Net loss for the third quarter of 2016 was $1.7 million compared to a net loss of $5.4 million for the third quarter of 2015.
Nine Months Ended September 30, 2016 Financial Highlights
R&D expenses decreased to approximately $1.5 million for the nine months ended September 30, 2016 compared to approximately $1.8 million for the nine months ended September 30, 2015, a decrease of approximately $0.3 million. The decrease is attributable to reductions in patent, license and other professional fees, as well as a decrease in consultant expense and a decrease in compensation costs attributable to deferral in salary as part of our cost-savings initiatives.
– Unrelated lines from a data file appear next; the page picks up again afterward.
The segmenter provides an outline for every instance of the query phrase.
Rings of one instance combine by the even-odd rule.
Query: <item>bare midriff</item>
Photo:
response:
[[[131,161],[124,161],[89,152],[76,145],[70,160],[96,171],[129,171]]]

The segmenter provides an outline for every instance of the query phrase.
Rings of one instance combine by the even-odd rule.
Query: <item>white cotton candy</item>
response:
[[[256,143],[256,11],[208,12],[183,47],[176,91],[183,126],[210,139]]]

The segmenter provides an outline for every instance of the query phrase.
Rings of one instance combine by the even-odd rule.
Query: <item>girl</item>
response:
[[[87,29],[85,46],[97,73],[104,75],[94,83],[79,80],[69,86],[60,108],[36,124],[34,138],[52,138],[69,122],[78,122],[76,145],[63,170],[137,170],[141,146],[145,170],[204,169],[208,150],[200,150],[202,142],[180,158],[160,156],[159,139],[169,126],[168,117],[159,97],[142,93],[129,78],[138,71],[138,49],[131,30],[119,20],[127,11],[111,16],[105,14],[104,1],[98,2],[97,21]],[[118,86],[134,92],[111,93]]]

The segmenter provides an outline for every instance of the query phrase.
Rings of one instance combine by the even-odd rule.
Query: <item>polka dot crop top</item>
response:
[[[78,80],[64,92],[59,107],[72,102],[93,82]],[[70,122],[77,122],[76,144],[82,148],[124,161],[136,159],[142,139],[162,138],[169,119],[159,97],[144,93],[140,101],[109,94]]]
Clinical and regulatory expenses decreased to approximately $5.6 million for the nine months ended September 30, 2016 compared to approximately $9.2 million for the nine months ended September 30, 2015, a decrease of approximately $3.6 million. The decrease is primarily attributable to reductions in clinical trial execution expenses.
G&A expenses decreased to approximately $2.9 million for the nine months ended September 30, 2016 compared to approximately $3.1 million for the nine months ended September 30, 2015, a decrease of approximately $0.2 million. The decrease is primarily attributable to a decrease in compensation costs attributable to deferral of salary and work force reductions as part of our cost-savings plan.
Net loss for the nine months ended September 30, 2016 was $9.4 million compared to a net loss of $14.4 million for the nine months ended September 30, 2015.
Cash and cash equivalents totaled approximately $8.5 million at September 30, 2016 compared to cash, cash equivalents and short-term investments which totaled approximately $11.6 million at December 31, 2015.